As taxas que mais escrutinaram vieram da falência da FTX, a maior e mais conhecida das empresas de criptografia que faliram. O caso da FTX custou mais de US$ 325 milhões até agora, na mais cara das cinco falências, à frente dos cerca de US$ 200 milhões em taxas que a Celsius gerou.
Em vários casos, os juízes de falências nomearam examinadores de honorários – advogados externos que monitorizam os custos e trabalham com as empresas para eliminar despesas desnecessárias.
Em junho, Katherine Stadler, examinadora de taxas da FTX, escreveu que a falência estava “a caminho de ser muito cara em qualquer medida”. Ela observou que os gastos até aquele momento representavam 10% do caixa restante da FTX.
Em última análise, a Sra. Stadler pediu apenas reduções modestas nos gastos. Os examinadores de taxas nos casos Celsius e Voyager fizeram recomendações semelhantes.

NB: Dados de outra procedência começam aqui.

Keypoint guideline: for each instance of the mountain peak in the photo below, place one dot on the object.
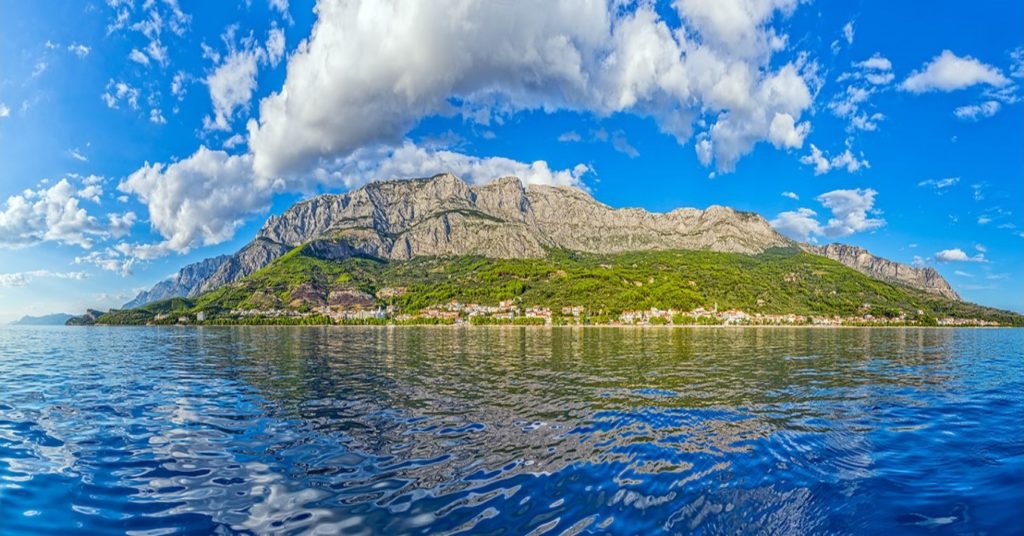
(443, 215)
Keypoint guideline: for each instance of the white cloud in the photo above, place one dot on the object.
(155, 18)
(620, 143)
(280, 5)
(39, 69)
(77, 155)
(79, 49)
(957, 255)
(118, 92)
(410, 161)
(823, 164)
(868, 78)
(233, 141)
(157, 117)
(801, 223)
(200, 200)
(203, 199)
(848, 33)
(941, 183)
(233, 81)
(20, 279)
(783, 132)
(948, 72)
(976, 112)
(850, 213)
(275, 46)
(231, 86)
(110, 260)
(50, 214)
(571, 135)
(567, 55)
(138, 56)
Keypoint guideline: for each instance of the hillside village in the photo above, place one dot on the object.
(514, 313)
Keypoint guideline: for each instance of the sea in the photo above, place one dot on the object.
(511, 430)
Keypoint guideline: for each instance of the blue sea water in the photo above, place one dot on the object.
(511, 430)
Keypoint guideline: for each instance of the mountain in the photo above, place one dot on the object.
(444, 216)
(88, 319)
(184, 283)
(885, 270)
(57, 319)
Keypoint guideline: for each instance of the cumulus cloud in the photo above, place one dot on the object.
(866, 79)
(79, 49)
(152, 21)
(848, 33)
(947, 72)
(120, 92)
(52, 214)
(939, 184)
(801, 223)
(20, 279)
(823, 164)
(203, 199)
(976, 112)
(957, 255)
(233, 81)
(570, 135)
(851, 212)
(200, 200)
(622, 145)
(409, 161)
(569, 55)
(280, 5)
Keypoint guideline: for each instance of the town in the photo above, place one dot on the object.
(514, 313)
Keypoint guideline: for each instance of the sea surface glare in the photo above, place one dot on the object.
(511, 430)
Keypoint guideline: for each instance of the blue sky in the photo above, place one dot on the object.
(139, 136)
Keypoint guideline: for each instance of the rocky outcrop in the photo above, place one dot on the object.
(88, 319)
(255, 255)
(184, 283)
(860, 259)
(443, 215)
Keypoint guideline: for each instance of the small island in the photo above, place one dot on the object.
(440, 251)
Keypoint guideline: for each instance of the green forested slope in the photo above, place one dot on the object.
(779, 281)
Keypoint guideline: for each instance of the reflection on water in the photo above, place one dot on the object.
(510, 430)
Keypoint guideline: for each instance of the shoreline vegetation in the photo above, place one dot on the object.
(781, 287)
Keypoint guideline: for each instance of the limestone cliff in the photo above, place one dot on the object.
(443, 215)
(885, 270)
(184, 283)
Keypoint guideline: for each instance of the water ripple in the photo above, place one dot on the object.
(382, 430)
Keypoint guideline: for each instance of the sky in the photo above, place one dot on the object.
(137, 136)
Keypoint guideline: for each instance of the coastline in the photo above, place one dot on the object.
(534, 327)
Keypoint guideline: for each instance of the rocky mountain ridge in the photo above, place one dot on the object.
(885, 270)
(184, 284)
(443, 216)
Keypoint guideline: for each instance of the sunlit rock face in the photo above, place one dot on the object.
(860, 259)
(442, 215)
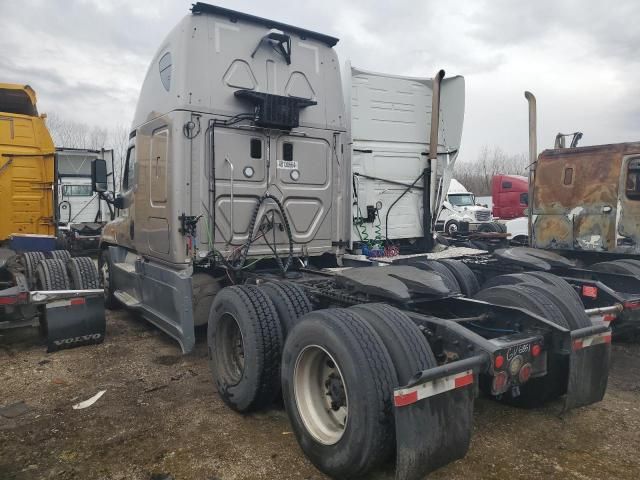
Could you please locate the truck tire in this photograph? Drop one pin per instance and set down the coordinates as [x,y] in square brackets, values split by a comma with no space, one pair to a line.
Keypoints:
[51,274]
[630,261]
[244,341]
[509,279]
[573,314]
[464,275]
[524,297]
[539,390]
[291,303]
[408,348]
[30,260]
[83,273]
[616,267]
[337,387]
[60,254]
[104,268]
[451,228]
[562,287]
[448,277]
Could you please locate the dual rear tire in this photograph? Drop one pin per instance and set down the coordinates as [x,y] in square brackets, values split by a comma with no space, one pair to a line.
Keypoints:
[336,370]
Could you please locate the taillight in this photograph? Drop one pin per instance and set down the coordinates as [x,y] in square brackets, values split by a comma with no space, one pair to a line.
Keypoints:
[589,291]
[500,381]
[535,350]
[525,373]
[632,305]
[515,365]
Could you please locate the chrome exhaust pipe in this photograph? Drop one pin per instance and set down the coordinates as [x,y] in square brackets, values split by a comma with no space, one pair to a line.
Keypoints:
[430,173]
[533,157]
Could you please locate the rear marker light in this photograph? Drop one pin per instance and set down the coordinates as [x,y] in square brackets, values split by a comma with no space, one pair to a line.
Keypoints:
[525,373]
[500,383]
[633,305]
[589,291]
[592,340]
[407,396]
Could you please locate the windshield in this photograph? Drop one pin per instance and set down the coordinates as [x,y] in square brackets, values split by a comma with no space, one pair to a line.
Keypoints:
[462,200]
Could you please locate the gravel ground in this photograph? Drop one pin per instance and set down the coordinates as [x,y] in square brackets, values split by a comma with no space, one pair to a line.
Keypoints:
[161,416]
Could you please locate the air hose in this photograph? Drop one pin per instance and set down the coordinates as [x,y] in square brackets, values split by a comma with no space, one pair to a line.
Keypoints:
[239,264]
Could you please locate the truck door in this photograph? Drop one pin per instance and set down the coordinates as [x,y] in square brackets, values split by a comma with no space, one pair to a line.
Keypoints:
[628,227]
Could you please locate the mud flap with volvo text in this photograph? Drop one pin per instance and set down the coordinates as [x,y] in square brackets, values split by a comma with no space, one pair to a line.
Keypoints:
[589,362]
[73,322]
[434,416]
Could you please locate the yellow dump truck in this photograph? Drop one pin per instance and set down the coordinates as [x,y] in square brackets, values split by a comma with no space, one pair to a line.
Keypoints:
[26,165]
[37,282]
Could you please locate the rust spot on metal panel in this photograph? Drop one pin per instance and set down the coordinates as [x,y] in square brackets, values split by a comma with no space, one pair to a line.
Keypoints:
[580,202]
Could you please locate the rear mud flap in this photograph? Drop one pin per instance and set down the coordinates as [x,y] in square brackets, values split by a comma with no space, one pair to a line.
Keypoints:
[433,432]
[588,368]
[74,322]
[434,417]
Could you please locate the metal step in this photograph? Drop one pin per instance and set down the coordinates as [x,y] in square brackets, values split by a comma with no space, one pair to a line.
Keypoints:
[127,267]
[129,300]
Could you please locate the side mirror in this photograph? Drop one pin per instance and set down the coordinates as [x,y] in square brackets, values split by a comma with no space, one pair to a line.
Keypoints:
[99,175]
[118,202]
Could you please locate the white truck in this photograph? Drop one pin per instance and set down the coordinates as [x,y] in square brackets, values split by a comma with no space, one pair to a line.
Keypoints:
[460,206]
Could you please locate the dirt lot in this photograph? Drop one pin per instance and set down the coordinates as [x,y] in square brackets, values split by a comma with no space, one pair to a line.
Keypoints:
[160,418]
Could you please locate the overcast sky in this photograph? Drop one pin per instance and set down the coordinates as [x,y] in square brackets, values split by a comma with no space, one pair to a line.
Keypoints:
[86,59]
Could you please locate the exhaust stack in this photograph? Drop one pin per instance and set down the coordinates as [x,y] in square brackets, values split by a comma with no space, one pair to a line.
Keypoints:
[533,157]
[430,173]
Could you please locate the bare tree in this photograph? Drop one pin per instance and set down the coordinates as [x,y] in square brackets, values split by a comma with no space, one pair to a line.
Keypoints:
[476,175]
[70,134]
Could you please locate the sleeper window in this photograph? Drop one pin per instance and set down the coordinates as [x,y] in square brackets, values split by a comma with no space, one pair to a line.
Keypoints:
[287,151]
[632,187]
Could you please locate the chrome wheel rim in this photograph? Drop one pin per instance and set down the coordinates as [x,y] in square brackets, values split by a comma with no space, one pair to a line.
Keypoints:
[321,395]
[230,349]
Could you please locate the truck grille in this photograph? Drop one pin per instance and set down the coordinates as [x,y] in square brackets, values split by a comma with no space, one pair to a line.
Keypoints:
[483,215]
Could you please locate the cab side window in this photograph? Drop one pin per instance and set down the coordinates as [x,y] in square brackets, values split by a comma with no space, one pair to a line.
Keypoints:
[129,180]
[632,186]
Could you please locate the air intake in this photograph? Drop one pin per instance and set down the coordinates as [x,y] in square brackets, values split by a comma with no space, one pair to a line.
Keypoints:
[275,111]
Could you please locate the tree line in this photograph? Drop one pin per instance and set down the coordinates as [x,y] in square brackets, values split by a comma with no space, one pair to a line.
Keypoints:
[476,174]
[71,134]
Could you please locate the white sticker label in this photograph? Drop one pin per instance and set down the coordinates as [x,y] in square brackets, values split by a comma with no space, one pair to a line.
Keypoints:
[288,164]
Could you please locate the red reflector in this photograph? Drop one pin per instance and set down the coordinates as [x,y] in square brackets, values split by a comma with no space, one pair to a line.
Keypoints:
[500,382]
[408,399]
[8,300]
[464,380]
[633,305]
[525,373]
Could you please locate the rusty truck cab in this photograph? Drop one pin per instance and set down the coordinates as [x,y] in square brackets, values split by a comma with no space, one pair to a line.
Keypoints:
[587,199]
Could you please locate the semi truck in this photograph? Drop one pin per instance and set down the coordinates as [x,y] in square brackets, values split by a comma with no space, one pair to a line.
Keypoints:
[235,213]
[582,226]
[509,196]
[80,211]
[37,282]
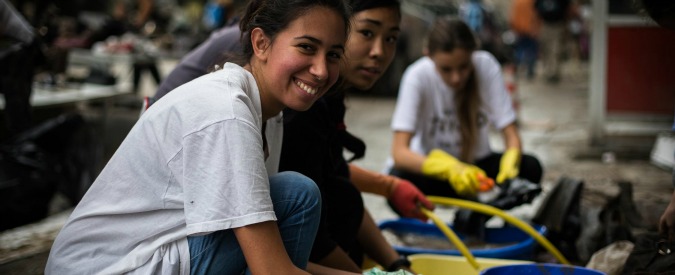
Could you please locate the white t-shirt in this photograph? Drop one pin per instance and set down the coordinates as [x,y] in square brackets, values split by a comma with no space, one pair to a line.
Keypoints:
[192,164]
[426,108]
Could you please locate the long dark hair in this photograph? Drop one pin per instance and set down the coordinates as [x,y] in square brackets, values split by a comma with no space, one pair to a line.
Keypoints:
[447,34]
[273,16]
[358,6]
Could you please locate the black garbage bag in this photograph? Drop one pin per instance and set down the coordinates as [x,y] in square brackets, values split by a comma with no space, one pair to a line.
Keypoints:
[58,155]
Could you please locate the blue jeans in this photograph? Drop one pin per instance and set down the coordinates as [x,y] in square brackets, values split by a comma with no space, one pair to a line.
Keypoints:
[297,205]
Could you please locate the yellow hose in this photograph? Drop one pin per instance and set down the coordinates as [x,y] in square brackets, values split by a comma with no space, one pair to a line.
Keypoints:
[487,209]
[452,236]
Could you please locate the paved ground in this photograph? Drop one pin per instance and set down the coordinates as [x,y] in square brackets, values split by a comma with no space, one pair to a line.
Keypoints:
[553,122]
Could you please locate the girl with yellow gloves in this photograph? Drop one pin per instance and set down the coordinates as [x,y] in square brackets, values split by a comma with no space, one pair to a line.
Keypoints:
[447,101]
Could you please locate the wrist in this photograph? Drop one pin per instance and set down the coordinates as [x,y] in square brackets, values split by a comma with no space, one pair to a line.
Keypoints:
[399,263]
[392,183]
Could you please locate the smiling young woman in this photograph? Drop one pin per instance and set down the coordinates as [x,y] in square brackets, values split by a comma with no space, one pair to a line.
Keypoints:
[188,190]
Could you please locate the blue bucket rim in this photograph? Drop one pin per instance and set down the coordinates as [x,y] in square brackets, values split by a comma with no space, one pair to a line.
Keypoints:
[552,265]
[514,249]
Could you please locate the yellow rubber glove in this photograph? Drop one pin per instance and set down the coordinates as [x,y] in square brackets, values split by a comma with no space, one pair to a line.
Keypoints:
[463,177]
[508,165]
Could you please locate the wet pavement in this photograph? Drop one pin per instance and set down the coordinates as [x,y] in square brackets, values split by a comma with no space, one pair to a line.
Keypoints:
[553,120]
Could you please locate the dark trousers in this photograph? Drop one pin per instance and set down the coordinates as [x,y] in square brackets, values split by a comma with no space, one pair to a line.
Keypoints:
[530,169]
[139,67]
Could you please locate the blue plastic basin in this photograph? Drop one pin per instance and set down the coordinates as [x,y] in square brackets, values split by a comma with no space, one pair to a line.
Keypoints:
[521,249]
[543,269]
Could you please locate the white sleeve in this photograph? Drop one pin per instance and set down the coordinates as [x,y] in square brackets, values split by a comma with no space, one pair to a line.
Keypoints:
[409,101]
[494,93]
[224,177]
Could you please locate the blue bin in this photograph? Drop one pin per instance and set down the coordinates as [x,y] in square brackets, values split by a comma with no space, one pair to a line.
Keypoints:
[522,248]
[543,269]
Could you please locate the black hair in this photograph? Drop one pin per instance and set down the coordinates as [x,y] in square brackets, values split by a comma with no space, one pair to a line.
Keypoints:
[361,5]
[272,16]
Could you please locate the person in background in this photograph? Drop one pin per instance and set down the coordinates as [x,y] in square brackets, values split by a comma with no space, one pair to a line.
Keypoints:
[447,102]
[188,190]
[553,15]
[220,45]
[525,23]
[314,141]
[19,54]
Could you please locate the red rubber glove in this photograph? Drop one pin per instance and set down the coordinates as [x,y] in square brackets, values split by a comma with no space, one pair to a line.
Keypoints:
[405,197]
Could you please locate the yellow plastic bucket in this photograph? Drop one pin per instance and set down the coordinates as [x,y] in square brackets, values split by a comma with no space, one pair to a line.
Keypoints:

Os credores pediram cortes mais agressivos. Em janeiro, um grupo de clientes da Voyager apresentou uma moção reclamando das dezenas de milhares de dólares em despesas com refeições e hotéis apresentadas pelos advogados da Kirkland & Ellis. Argumentaram que os advogados também estavam a duplicar os esforços uns dos outros, cobrando repetidamente pelo mesmo trabalho. Em resposta, Kirkland e Ellis concordou em limitar despesas noturnas de hotel em US$ 550 e limitam os custos de catering a US$ 20 por pessoa.
Alguns meses depois, a Kirkland & Ellis irritou os investidores quando faturou quase US$ 100 mil por 77 horas considerando um possível processo contra Tiffany Fong, uma cliente da Celsius e influenciadora de mídia social que obteve informações vazadas sobre o processo de falência. Nenhuma ação foi movida.
“Eles basicamente usaram fundos de credores na tentativa de me processar, um credor”, disse Fong. “Acabou sendo um desperdício total.”
O debate sobre taxas às vezes tornou os casos mais caros. No mesmo mês em que a Kirkland & Ellis perseguiu a Sra. Fong, cobrou US$ 230.122 por trabalho envolvendo “questões de honorários”.
Na falência da Celsius, Frishberg, o credor de 19 anos, apresentou uma série de moções contestando diversas questões, incluindo taxas.
Pelos próprios cálculos do Sr. Frishberg, Kirkland & Ellis faturado quase US$ 50.000 em resposta aos seus registros em setembro e outubro passados – cerca de 16 vezes a quantia que ele perdeu em primeiro lugar.